Stephanie, congratulations on being named one of the Notable Women in Financial Advice for 2020. Tell us a bit about your professional journey and how you got here.
“From the very beginning, my professional objective has been to empower clients through knowledge and education. Throughout my career I’ve held steadfast to the same three guiding principles: 1. Help clients understand and embrace what their money can help them achieve in life, 2. Ensure clients have a wealth plan to maintain their lifestyle and not outlive their resources, and 3. Establish the proper legal safeguards so they are well taken care of financially should they become incapacitated or no longer able to care for themselves.
“This cooperative approach has always been my core tenet as I strive to provide stronger financial literacy and empowerment, especially to women. In 1990 I began giving small educational seminars called “Women and Wealth”. I brought many of the institutional wealth topics I learned from my CFA (Chartered Financial Analyst) coursework to help women learn about asset allocation, cash flow management, generating income from inheritance, divorce, building sale, etc. Today, 30 years later, there is still great interest from my clients to be part of the group who meets for these educational events. It’s become a bit of a club due to so many “regulars”. The topics include market and economic outlooks, retirement plan discussions, retirement planning, current developments within the environmental, social and governance areas, wine and cheese, young artists, health and wellness and still today, women and wealth.”
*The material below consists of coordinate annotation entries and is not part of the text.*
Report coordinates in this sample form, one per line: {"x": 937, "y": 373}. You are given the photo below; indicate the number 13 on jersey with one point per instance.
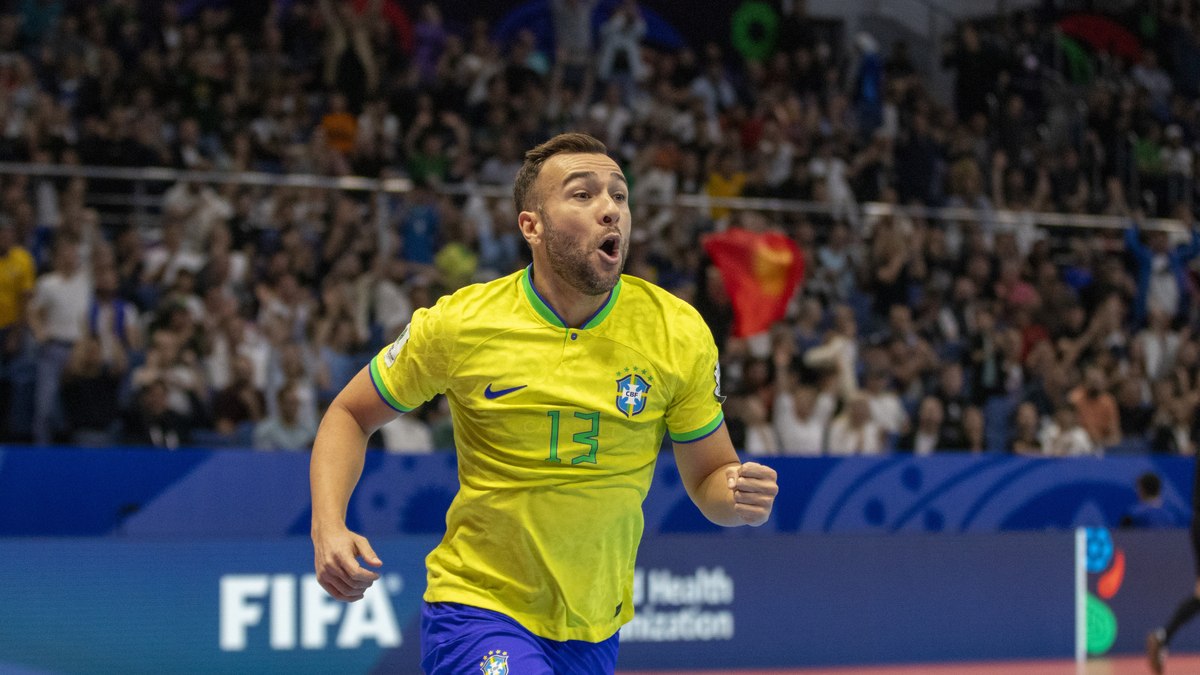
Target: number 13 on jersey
{"x": 587, "y": 438}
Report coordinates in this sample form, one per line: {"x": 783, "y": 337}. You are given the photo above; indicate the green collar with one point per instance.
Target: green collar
{"x": 549, "y": 314}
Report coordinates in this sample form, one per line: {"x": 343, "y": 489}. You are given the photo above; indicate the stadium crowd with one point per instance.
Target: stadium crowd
{"x": 237, "y": 312}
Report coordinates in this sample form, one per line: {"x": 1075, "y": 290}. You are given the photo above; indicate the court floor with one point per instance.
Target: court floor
{"x": 1182, "y": 663}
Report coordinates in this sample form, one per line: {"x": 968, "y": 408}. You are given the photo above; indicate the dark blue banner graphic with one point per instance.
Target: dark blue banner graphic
{"x": 72, "y": 491}
{"x": 703, "y": 602}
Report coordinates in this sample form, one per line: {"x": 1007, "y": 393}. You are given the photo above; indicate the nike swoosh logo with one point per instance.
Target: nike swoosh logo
{"x": 497, "y": 393}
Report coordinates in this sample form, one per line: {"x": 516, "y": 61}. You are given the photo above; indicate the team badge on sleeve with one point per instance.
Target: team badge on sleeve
{"x": 389, "y": 358}
{"x": 496, "y": 663}
{"x": 631, "y": 393}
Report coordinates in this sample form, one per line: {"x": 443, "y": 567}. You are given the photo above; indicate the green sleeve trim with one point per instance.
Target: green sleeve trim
{"x": 700, "y": 432}
{"x": 535, "y": 300}
{"x": 382, "y": 389}
{"x": 597, "y": 318}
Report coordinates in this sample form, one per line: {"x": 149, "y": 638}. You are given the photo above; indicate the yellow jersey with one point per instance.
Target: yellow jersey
{"x": 17, "y": 278}
{"x": 557, "y": 432}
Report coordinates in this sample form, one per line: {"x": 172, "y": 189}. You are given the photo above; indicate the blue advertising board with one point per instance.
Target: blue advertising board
{"x": 703, "y": 602}
{"x": 95, "y": 493}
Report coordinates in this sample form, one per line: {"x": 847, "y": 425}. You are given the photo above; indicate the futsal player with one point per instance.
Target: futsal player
{"x": 1158, "y": 640}
{"x": 562, "y": 380}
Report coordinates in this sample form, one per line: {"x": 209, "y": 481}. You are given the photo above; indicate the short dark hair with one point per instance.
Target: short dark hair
{"x": 563, "y": 143}
{"x": 1150, "y": 484}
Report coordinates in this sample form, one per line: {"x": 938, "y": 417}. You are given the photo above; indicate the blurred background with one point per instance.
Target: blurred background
{"x": 947, "y": 250}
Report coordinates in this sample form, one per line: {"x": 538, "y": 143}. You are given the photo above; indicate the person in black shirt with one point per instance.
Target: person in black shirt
{"x": 1158, "y": 639}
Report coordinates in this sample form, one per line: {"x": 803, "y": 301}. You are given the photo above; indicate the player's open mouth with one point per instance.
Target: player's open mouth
{"x": 610, "y": 249}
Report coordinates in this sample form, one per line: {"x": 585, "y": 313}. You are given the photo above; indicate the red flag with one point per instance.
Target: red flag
{"x": 761, "y": 272}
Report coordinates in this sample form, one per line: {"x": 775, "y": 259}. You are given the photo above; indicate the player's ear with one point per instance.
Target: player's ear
{"x": 531, "y": 226}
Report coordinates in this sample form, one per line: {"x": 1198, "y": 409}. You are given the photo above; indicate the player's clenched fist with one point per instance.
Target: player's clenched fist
{"x": 754, "y": 488}
{"x": 337, "y": 566}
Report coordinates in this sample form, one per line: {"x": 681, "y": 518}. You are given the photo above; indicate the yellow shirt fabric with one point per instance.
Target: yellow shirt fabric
{"x": 557, "y": 432}
{"x": 17, "y": 278}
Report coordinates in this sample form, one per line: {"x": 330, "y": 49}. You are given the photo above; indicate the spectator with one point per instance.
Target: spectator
{"x": 58, "y": 315}
{"x": 1097, "y": 410}
{"x": 285, "y": 430}
{"x": 91, "y": 383}
{"x": 17, "y": 281}
{"x": 151, "y": 422}
{"x": 1162, "y": 276}
{"x": 1174, "y": 430}
{"x": 1065, "y": 437}
{"x": 621, "y": 52}
{"x": 1027, "y": 430}
{"x": 853, "y": 431}
{"x": 1150, "y": 513}
{"x": 928, "y": 436}
{"x": 240, "y": 402}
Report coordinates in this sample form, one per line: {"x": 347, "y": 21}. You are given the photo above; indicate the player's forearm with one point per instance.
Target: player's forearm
{"x": 715, "y": 499}
{"x": 337, "y": 455}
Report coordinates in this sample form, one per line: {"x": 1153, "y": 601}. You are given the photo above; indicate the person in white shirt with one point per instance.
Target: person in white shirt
{"x": 802, "y": 413}
{"x": 1065, "y": 437}
{"x": 887, "y": 411}
{"x": 853, "y": 431}
{"x": 58, "y": 316}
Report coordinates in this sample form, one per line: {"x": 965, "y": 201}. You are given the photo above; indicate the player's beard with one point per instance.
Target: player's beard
{"x": 573, "y": 262}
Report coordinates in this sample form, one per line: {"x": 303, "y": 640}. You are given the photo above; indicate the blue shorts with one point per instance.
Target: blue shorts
{"x": 460, "y": 639}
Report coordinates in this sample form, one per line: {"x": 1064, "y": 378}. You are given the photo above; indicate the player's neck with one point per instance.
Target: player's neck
{"x": 573, "y": 306}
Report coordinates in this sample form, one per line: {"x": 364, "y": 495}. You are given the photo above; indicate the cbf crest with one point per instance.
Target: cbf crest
{"x": 495, "y": 663}
{"x": 631, "y": 392}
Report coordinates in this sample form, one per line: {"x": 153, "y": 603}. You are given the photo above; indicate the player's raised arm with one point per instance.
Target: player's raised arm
{"x": 726, "y": 491}
{"x": 337, "y": 458}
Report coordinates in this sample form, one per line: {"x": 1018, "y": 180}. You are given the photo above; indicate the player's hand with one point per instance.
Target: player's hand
{"x": 337, "y": 563}
{"x": 754, "y": 491}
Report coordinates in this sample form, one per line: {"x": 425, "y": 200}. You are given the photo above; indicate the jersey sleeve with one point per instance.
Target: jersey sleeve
{"x": 417, "y": 366}
{"x": 695, "y": 408}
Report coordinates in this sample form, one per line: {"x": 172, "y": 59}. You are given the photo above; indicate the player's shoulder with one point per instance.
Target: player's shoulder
{"x": 474, "y": 297}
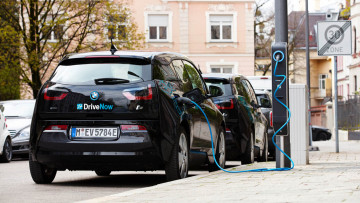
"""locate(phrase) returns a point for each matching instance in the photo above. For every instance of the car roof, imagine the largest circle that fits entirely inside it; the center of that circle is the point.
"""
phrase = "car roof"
(126, 54)
(227, 76)
(18, 101)
(260, 91)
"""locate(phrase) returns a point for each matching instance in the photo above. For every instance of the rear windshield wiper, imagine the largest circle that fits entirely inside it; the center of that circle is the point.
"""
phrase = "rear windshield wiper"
(136, 75)
(108, 81)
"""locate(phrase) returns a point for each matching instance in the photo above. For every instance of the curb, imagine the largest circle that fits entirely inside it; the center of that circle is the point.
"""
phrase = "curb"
(114, 197)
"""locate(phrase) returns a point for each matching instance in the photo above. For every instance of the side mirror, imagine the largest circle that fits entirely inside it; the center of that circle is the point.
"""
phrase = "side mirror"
(215, 91)
(265, 103)
(195, 95)
(254, 105)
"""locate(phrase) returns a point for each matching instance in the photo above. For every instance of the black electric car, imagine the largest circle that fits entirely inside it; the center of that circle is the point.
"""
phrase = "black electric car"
(109, 111)
(246, 125)
(265, 101)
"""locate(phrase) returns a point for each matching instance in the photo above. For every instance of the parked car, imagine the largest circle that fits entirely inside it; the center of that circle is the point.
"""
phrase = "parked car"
(320, 133)
(246, 125)
(263, 83)
(5, 139)
(109, 111)
(265, 101)
(18, 114)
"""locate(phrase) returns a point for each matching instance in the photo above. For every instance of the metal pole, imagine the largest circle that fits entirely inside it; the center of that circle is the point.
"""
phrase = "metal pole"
(281, 35)
(308, 65)
(335, 105)
(311, 148)
(281, 22)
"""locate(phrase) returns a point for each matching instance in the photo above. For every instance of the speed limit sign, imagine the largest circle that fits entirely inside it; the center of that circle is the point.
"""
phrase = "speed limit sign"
(334, 38)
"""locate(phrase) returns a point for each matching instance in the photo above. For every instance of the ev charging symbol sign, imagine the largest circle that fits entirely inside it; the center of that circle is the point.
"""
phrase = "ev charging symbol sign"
(334, 38)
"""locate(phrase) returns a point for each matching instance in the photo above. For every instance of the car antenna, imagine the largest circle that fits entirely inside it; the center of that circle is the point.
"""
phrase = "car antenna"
(113, 48)
(199, 69)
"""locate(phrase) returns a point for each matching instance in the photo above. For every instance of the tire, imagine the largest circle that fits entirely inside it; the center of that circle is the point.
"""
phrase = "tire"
(178, 165)
(265, 152)
(248, 157)
(7, 152)
(220, 153)
(102, 172)
(40, 173)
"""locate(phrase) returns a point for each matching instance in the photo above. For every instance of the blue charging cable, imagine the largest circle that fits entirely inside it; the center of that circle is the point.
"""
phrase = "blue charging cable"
(273, 140)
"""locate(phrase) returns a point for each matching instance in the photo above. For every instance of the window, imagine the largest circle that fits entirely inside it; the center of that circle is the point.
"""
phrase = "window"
(86, 74)
(221, 68)
(221, 27)
(355, 83)
(322, 79)
(340, 63)
(261, 66)
(163, 72)
(354, 40)
(116, 27)
(158, 27)
(340, 90)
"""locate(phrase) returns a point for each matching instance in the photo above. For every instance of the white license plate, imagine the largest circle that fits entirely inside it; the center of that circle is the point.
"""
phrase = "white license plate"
(83, 132)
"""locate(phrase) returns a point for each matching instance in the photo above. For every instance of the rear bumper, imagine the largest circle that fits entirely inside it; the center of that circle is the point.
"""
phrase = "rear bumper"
(20, 147)
(130, 151)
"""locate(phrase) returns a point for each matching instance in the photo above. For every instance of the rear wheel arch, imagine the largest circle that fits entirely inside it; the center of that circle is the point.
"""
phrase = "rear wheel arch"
(186, 126)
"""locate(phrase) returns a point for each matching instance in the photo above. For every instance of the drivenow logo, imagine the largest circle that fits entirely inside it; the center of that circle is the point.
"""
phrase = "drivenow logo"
(94, 96)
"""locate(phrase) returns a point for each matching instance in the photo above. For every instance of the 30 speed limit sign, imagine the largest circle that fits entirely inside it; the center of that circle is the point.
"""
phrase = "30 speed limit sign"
(334, 38)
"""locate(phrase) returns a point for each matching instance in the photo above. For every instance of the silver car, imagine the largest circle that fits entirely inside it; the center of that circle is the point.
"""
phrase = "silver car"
(5, 139)
(19, 114)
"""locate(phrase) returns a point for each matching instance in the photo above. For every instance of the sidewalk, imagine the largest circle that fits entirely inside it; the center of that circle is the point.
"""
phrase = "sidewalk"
(330, 177)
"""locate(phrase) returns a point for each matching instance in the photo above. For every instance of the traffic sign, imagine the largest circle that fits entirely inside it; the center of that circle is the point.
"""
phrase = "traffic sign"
(334, 38)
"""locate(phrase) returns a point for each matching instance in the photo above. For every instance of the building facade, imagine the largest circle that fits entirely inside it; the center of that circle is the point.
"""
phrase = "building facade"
(217, 35)
(354, 67)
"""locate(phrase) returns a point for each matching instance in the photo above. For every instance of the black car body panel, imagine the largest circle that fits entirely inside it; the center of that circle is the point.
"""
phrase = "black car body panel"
(320, 133)
(144, 100)
(241, 117)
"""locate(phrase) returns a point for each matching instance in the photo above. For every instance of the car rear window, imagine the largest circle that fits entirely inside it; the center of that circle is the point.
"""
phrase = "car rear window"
(87, 73)
(223, 84)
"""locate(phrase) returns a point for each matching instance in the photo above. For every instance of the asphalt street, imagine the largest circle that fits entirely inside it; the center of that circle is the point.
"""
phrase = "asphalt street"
(16, 184)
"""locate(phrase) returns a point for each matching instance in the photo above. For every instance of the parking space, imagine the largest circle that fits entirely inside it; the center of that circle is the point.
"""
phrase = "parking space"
(330, 177)
(69, 186)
Women account for only 20% of our nation’s financial advisors. Recently, greater emphasis on holistic advice, consumer friendlier marketing and so on, have made the profession more attractive to women. What are your thoughts on this?
“Over the next decade my hope is that we see woman comprising closer to 40% — 50% of all financial advisors. We have seen that kind of dramatic shift in the fields of law, medicine and engineering to name a few, so it is absolutely realistic.
“I believe women are phenomenal financial advisors from every angle.
“We tend to think holistically and can solve for multiple issues simultaneously. Women have a talent for discovery, leading with questions and are naturally great listeners, which helps in developing stronger, broader and more relatable wealth plans. Women are logical risk takers given the appropriate circumstances which positions us as both careful and strong portfolio stewards of our clients’ wealth.
“As female financial advisors seek out professional certifications to help anchor and amplify their financial careers, there are a few prominent designations to consider, such as Chartered Financial Analyst which I hold.”